Thank to everyone's comments, I finally found the bottleneck and its solution:
TLDR:
It seems that the compiler takes a long time to type check an impl Trait
used in a loop. So I had to box those instances into Box<dyn Trait>
and the release builds finish in 30 seconds. The advantage of this solution is that code changes involved are minimal and you also don't suffer from a tremendous allocation overhead compared to boxing everything.
Full explanation
Setup
Here's a simplified example that illustrates this issue. Let's say I want to define a Parser
trait as follows:
pub trait Parser<'a> {
type Output;
type State: Clone;
/// Parse a given input, starting at
/// a given location and state.
fn parse(
&mut self,
input: &'a str,
location: Location,
state: Self::State,
) -> ParseResult<'a, Self::Output, Self::State>;
Then, I want closures to implement this Parser
trait so I can treat them as parsers. Note that we can't directly implement Parser
for FnMut
here because the type parameter A
and S
would be unbounded since associated types Output
and State
in the Parser
trait are unfortunately not visible from the type parameter list. Hence, we create a simple wrapper called FnParser
that wraps a closure into a Parser
.
#[derive(Copy, Clone)]
pub struct FnParser<F, A, S>(F, PhantomData<A>, PhantomData<S>);
pub fn fn_parser<'a, A, S: Clone, F>(f: F) -> FnParser<F, A, S>
where
F: FnMut(&'a str, Location, S) -> ParseResult<'a, A, S>,
{
FnParser(f, PhantomData, PhantomData)
}
impl<'a, A, S: Clone, F> Parser<'a> for FnParser<F, A, S>
where
F: FnMut(&'a str, Location, S) -> ParseResult<'a, A, S>,
{
type Output = A;
type State = S;
fn parse(&mut self, input: &'a str, location: Location, state: S) -> ParseResult<'a, A, S> {
(self.0)(input, location, state)
}
}
Problem
Now, let's write a repeat
parser combinator that repeats a given parser n times. Notice how the input parser
is used in a while
loop and the whole body is wrapped inside an fn_parser
closure. This somehow causes a headache for rustc and takes a super long time to compile.

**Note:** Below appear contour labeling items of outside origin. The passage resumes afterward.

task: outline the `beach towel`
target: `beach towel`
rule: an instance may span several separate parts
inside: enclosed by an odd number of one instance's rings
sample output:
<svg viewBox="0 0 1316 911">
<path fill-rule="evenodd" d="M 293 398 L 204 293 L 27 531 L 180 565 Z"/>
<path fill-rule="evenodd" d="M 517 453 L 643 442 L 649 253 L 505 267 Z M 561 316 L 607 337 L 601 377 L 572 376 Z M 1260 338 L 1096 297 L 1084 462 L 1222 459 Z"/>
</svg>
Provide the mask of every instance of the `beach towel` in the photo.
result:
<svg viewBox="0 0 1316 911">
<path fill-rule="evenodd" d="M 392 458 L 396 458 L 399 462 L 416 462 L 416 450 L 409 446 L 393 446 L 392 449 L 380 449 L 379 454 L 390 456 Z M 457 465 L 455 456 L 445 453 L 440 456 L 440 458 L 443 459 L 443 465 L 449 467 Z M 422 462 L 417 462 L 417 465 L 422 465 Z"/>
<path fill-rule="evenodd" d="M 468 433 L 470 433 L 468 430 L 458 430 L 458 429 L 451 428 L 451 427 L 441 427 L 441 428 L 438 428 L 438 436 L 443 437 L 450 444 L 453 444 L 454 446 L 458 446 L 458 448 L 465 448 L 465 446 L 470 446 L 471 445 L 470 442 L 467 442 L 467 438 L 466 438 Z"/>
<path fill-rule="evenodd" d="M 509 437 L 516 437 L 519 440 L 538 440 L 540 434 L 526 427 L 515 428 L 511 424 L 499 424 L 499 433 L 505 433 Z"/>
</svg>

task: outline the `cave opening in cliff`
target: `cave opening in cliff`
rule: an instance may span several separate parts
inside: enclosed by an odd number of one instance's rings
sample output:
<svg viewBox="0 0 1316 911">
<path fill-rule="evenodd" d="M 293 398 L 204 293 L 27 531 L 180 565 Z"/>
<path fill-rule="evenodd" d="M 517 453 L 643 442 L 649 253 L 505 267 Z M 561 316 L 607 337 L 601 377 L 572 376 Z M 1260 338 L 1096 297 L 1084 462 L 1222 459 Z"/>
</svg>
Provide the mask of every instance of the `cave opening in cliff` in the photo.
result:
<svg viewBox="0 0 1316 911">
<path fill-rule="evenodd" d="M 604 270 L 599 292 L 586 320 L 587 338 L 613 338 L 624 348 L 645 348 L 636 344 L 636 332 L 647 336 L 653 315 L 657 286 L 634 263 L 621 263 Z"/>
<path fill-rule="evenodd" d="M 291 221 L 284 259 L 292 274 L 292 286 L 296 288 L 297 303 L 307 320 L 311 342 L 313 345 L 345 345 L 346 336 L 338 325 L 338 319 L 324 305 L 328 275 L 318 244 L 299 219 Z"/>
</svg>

/// Repeat a parser n times
pub fn repeat<'a, A: Clone + 'a, P: 'a, S: Clone + 'a>(
times: usize,
mut parser: P,
) -> impl Parser<'a, Output = Vec<A>, State = S>
where
P: Parser<'a, Output = A, State = S>,
{
fn_parser(move |mut input, mut location, mut state: S| {
let mut output = Vec::new();
let mut committed = false;
if times == 0 {
return ParseResult::Ok { ... };
}
let mut counter = 0;
while let ParseResult::Ok { ... } = parser.parse(input, location, state.clone())
{
if counter >= times {
break;
}
...
}
ParseResult::Ok { ... }
})
}
Solution
A solution is to replace the fn_parser
with a Box::new
so that the compiler can treat the body as a pointer to a closure on the heap instead of a struct containing a closure on the stack. This somehow eases the compilation process.
We first define a BoxedParser
type alias to avoid typing the full signature all the time. Note how similar the type of BoxedParser
is to FnParser
. The only change is that FnMut
is now wrapped in a Box
:
pub type BoxedParser<'a, A, S> = Box<dyn FnMut(&'a str, Location, S) -> ParseResult<'a, A, S> + 'a>;
impl<'a, A, S: Clone + 'a> Parser<'a> for BoxedParser<'a, A, S> {
type Output = A;
type State = S;
fn parse(&mut self, input: &'a str, location: Location, state: S) -> ParseResult<'a, A, S> {
(*self)(input, location, state)
}
}
Now, we can update the repeat
combinator to return a BoxedParser
instead of an FnParser
:
/// Repeat a parser n times
pub fn repeat<'a, A: Clone + 'a, P: 'a, S: Clone + 'a>(
times: usize,
mut parser: P,
) -> BoxedParser<'a, Vec<A>, S> // Replaced impl Parser with BoxedParser
where
P: Parser<'a, Output = A, State = S>,
{
// Replaced fn_parser with Box::new
Box::new(move |mut input, mut location, mut state: S| {
let mut output = Vec::new();
let mut committed = false;
...
Do this for all the functions that contain calls to impl Parser
in a loop and you'll be golden.
P.S. It'll be great if someone can explain more about the intuitions behind the slowdown.